Дальнейшее движение русских армий по Московской дороге было тяжелым и безрадостным. «В наших общих молитвах, в том "Отче наш", с которым я обращался к Творцу, слышалась из глубины души одна мольба — чтоб завтра же нам дали возможность сразиться с врагом, хотя бы пришлось умереть — только бы дальше не отступали! Наша гордость, гордость еще не побежденного солдата, была оскорблена и глубоко возмущена. Как! Мы отступали перед надменным врагом, а они все глубже и глубже проникали в родные поля каждого из нас, все ближе и ближе и никем не сдерживаемые подступали к самому сердцу нашего общего Отечества», — свидетельствовал о настроениях в армии один из участников тех событий{41}.
Правда, порой в походе случались весьма забавные происшествия, отвлекавшие «детей Марса» от мрачных раздумий. Так, H. Е. Митаревскому запомнился курьез, случившийся в войсках 6-го пехотного корпуса генерала Д. С. Дохтурова где-то между Витебском и Смоленском: «Тревога произошла страшная. Офицеры наши и пехотные собрались в кучки на поляне, где мы находились, и толковали, что будет с нами. — Отрезаны мы, окружены неприятелями в лесу? — дело выходит плохо. — Впереди колонны скакал мимо нас какой-то полковой адъютант. Мы обратились к нему с вопросом: "Что там такое?" А он скачет дальше, ничего не отвечая, только махнул рукой. Нам всем досадно стало. — "Вот, говорили, заважничал, что навьючили на него какую-то новость, так и говорить не хочет". — При выезде с поляны в лес была большая грязная лужа; адъютант подскакал к ней, лошадь оступилась и он через голову лошади полетел в лужу, да так, что почти весь туда спрятался с головой. Во всяком случае первою мыслью было бы пожалеть его, а тут, с досады на его невнимательность, сказали: так ему и надо. Когда же он начал подыматься и карабкаться по грязи, то поднялся страшный хохот. Смеялись офицеры и солдаты; смеялись, кажется, и те, кто ничего не видал, а из подражания другим. Смех и хохот по всему лесу поднялся до того сильный и отразился таким сильным эхом, что казалось, что произошло что-то страшное. Вдруг видим впереди скачет генерал Дохтуров с своим штабом, и такой встревоженный, каким мы никогда его не видели. Он спросил: "Что такое, что случилось?" До самой поляны, где мы стояли, никто ничего не знал; тут подошел к нему один полковник и рассказал случившееся. Дохтуров вздохнул и сам засмеялся, тем более, что тревога была совершенно пустая»{42}.

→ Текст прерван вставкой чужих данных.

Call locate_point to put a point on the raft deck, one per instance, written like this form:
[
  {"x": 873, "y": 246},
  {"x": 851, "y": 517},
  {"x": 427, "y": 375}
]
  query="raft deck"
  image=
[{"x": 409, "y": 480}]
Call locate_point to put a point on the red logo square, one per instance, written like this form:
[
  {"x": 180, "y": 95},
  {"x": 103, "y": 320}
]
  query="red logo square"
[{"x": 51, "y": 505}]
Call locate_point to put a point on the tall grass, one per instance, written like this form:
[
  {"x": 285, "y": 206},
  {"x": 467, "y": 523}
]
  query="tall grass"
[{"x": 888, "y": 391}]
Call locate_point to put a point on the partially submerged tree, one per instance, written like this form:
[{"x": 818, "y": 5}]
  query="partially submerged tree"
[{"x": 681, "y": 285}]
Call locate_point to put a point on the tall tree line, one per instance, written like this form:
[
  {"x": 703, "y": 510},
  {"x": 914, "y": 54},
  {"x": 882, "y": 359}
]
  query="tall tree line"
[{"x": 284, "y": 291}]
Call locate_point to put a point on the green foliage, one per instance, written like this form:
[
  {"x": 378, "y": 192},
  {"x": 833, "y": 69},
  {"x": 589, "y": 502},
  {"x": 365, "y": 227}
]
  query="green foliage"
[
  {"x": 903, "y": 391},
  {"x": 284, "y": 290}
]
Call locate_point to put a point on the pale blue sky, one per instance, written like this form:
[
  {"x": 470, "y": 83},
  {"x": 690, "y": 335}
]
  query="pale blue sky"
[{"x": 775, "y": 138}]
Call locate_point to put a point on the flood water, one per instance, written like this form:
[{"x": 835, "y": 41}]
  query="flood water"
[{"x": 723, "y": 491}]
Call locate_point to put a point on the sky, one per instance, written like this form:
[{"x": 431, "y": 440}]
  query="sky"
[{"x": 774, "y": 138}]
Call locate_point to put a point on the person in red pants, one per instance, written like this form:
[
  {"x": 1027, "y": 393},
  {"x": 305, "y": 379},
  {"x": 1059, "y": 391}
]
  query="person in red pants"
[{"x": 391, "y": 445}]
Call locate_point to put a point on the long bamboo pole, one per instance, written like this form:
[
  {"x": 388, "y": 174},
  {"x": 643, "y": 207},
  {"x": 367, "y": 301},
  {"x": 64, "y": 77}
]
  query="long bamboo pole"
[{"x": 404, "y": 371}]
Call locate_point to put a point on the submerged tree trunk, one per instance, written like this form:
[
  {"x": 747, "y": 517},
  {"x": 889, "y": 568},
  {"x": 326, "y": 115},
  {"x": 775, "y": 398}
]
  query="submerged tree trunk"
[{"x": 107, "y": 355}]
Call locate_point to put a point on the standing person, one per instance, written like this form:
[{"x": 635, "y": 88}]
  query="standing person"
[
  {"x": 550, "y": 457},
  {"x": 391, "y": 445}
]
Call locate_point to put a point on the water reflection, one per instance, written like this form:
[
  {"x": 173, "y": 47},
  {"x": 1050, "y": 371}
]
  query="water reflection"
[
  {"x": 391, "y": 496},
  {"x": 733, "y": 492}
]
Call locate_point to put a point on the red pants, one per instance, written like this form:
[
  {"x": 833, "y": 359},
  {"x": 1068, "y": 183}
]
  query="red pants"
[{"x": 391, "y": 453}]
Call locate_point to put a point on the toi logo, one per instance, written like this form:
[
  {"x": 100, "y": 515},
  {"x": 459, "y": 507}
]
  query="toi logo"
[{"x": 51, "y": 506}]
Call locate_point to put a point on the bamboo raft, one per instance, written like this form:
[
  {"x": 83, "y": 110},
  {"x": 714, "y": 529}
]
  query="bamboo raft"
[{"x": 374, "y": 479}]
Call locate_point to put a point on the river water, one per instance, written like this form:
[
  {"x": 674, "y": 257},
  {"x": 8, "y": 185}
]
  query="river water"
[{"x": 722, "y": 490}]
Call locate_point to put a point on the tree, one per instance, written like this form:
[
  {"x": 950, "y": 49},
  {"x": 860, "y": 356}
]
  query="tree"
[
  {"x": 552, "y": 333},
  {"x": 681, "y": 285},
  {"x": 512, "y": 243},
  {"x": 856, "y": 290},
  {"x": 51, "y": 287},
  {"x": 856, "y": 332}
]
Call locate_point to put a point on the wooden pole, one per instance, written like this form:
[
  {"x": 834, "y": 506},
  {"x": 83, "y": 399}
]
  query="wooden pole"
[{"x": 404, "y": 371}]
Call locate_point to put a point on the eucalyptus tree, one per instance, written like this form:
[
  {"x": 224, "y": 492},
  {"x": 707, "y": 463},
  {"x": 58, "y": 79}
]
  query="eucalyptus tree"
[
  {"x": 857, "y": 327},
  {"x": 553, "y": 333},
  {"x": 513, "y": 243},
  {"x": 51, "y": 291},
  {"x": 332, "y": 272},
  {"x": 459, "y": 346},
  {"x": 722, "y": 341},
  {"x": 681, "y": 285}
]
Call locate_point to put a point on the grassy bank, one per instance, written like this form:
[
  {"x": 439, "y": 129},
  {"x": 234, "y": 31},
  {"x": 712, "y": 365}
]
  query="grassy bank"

Александр Муравьев в записках рассказал об озорной проделке своего брата: «Николаю вздумалось попугать Депрерадовича (начальника 1-й кирасирской дивизии). Он отлично голосом, лицом и движениями перенимал Константина Павловича, который строго требовал, чтобы офицеры на походе были на своих местах, что при этом случае исполнять было невозможно. Дело было ночью; брат Николай с двумя будто бы своими адъютантами, мною и Бутурлиным, поскакал обгонять полки, и мы оба за ним. Поравнявшись с офицерами, он, переняв голос великого князя, стал кричать: "Под арест, под арест, офицеры, по своим местам!" Так продолжал он, проскакав и мимо Депрерадовича, и мы доскакали до села, где назначен был первый переход.
К утру приехал и великий князь <…>, и весь корпус по исправленной уже дороге пришел и расположился лагерем. Хотя такой поступок и подвергал нас, особенно Николая, опасности, если бы он открылся, но мы спокойно явились утром к Куруте как ни в чем не бывало. Явился также к великому князю Депрерадович с испуганным, встревоженным и виноватым лицом с рапортом вполголоса. Константин Павлович, удивясь его смущению, спросил его: "Что с тобою сделалось?" Он отвечал: "Виноват, Ваше Высочество! Вы заметили и гневались и приказали арестовать за то, что офицеры не были при своих местах, но по трудности переправы это не было возможно". Тут великий князь, догадавшись, что Депрерадовича одурачили, сделал, однако, ему выговор за неисправность на походе, а между тем поручил Куруте разузнать, кто бы мог над ним подшутить, и не брат ли Николай, потому что он знал его искусство перенимать его. Курута дал слово, что ни брату и никому ничего худого не будет, и после некоторого запирательства брат сознался, и это забавное дело счастливо сошло и ему и нам с рук».
П. С. Пущин сохранил в памяти другой эпизод периода отступления обеих русских армий: «Мы достигли нашей стоянки только поздно вечером в полной темноте. В продолжение целого дня какая-то женщина шла с нашей колонной и говорила тем, кто ее спрашивал, что она принадлежит генералу Лаврову. Все удовлетворялись таким ответом, пока один шутник не вздумал за ней ухаживать и в порыве страсти сорвал головной убор, из-под которого показалась мужская голова. Оказалось, что это был шпион; его отправили в главную квартиру»{43}. Склонный же к самоанализу П. X. Граббе сделал в ту пору наблюдения, характеризующие внутреннее состояние русских офицеров после оставления Смоленска: «Есть в жизни положения, более отражающие некоторые дни ее. Не особенною деятельностью памятны они; напротив, можно назвать их страдательными. Это какое-то отражение внешнего мира в душе вашей, полной обыкновенного, после множества сильных, последовательных впечатлений. Это кризисы нравственного образования, на целую жизнь действующие. Таковы были для меня эти дни до Бородинского побоища»{44}.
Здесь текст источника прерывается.